On December 11, R Seetharaman, the deputy chief executive of Doha Bank, told a conference on investment opportunities in Qatar staged in New York that the emirate had much to offer foreign investors.
"In addition to its own intrinsic attractiveness such as liberal investment regime, friendly government policies, infrastructure, abundance of resources and manpower, Qatar is strategically located right in the middle of Asia and Africa - two huge markets," he said. "With such ingredients, Qatar provides immense opportunities for global companies."
As part of its promotion push, Qatar pinned a lot of hope on hosting the Asian Games this month, as a showcase not only of athleticism but also of the emirate and its economy.
The games, which have stimulated the economy through the massive construction programme needed for venues and infrastructure, are expected to have an even greater flow-on effect, said Nasser al-Mir, a member of the Qatar Chamber of Commerce and Industry's board of directors.
"Our economy has become one of the strongest in the world," al-Mir was quoted as saying by the local press on December 4. "We are now looking at the future and hope that the inflow of foreign investment will catch the momentum. I think the impact of the games should be visible over the long term."
One of the latest overseas firms to heed Qatar's call is Japanese refiner Idemitsu Kosan Company, which announced plans on December 8 to invest some $80m in the Laffan Refinery, a unit of Qatar Petroleum, which is due to start production in 2008.
According to Zenichi Suda, general manager of Idemitsu's overseas operations department, the company was looking to add to its holdings in the emirate in the future.
"Qatar is a treasure house of energy projects," said Suda in an interview with the international press.
However, while investments in the energy sector dominate foreign capital inflow, Qatar wants to see other sectors of the economy take a greater slice of the pie.
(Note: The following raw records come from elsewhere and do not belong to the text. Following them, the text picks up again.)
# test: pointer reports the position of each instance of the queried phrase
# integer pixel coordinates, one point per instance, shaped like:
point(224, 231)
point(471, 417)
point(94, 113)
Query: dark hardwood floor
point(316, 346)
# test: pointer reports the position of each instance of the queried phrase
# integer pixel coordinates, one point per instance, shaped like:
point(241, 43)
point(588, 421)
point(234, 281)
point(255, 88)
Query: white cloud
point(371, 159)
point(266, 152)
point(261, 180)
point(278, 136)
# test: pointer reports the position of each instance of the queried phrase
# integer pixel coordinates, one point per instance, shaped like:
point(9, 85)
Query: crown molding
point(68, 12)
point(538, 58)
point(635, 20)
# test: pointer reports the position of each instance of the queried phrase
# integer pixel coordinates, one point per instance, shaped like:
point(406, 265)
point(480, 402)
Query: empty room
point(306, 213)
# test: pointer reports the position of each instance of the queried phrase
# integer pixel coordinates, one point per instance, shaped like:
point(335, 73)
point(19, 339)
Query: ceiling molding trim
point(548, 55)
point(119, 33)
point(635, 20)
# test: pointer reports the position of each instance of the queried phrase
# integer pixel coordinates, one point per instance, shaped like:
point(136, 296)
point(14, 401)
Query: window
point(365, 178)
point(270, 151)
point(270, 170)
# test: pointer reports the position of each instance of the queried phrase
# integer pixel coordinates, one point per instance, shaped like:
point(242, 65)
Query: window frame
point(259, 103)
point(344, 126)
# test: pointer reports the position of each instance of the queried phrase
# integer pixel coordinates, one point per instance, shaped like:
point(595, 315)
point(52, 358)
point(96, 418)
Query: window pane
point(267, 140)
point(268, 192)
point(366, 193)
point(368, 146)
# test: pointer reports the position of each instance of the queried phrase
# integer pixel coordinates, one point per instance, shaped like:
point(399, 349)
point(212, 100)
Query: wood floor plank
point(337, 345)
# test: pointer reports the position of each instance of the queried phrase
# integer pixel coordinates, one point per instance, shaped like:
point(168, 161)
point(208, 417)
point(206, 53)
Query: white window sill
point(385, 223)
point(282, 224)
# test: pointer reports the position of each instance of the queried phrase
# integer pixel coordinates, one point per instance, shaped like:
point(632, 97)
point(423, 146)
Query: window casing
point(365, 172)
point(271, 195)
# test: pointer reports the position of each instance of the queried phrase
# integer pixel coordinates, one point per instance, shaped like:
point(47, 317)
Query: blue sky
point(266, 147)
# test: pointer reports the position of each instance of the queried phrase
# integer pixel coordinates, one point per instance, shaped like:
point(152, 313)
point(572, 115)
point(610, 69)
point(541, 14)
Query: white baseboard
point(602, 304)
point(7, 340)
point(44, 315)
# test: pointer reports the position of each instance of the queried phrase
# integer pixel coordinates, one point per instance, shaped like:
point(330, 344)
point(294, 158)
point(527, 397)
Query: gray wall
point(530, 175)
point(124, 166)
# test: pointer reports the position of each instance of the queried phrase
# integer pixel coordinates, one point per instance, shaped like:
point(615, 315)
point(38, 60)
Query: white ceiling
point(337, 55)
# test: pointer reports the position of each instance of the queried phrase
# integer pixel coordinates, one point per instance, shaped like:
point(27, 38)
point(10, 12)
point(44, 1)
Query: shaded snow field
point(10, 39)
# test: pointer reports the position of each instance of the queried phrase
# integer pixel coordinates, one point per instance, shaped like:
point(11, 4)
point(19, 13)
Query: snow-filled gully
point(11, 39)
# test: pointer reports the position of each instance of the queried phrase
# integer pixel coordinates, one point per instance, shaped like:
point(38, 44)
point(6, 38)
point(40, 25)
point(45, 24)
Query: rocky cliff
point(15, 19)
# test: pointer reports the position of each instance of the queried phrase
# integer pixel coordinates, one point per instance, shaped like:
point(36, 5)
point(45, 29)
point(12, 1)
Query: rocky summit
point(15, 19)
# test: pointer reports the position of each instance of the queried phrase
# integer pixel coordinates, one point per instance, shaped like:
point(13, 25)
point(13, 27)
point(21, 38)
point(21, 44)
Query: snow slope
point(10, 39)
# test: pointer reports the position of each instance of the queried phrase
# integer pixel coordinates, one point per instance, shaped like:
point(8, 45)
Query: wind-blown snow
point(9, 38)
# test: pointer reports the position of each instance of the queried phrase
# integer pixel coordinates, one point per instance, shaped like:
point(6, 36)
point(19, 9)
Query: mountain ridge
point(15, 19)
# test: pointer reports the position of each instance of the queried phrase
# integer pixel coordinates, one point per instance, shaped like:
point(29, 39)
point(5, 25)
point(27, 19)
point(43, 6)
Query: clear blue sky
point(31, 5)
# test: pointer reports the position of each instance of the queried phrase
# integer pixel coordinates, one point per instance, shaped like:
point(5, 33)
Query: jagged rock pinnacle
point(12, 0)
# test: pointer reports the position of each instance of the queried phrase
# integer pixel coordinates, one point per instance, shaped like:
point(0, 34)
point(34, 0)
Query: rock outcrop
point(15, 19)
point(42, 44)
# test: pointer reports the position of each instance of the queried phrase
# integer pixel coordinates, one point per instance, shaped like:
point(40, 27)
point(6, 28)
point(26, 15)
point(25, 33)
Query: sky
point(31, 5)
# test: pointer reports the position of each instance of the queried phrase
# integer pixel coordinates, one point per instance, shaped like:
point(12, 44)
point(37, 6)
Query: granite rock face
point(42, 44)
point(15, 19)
This in part has dictated the government's policy of encouraging investments in non-energy industries, such as agriculture, technology, tourism and services, as a means of building for the future and easing the economy's dependence on fossil fuel resources.
Though this policy is still taking hold, the energy sector is now accounting for 55% of the domestic economy and 80% of Qatar's exports, down on the figures from before the raft of new investment legislation was put in place.
With Qatar planning to boost its output of natural gas in the coming years, becoming the world's biggest supplier by 2010, these figures may shift again back in the favour of energy. However, the hard sell to foreign investors will continue, as will the increasing level of FDI inflow into the Qatari economy.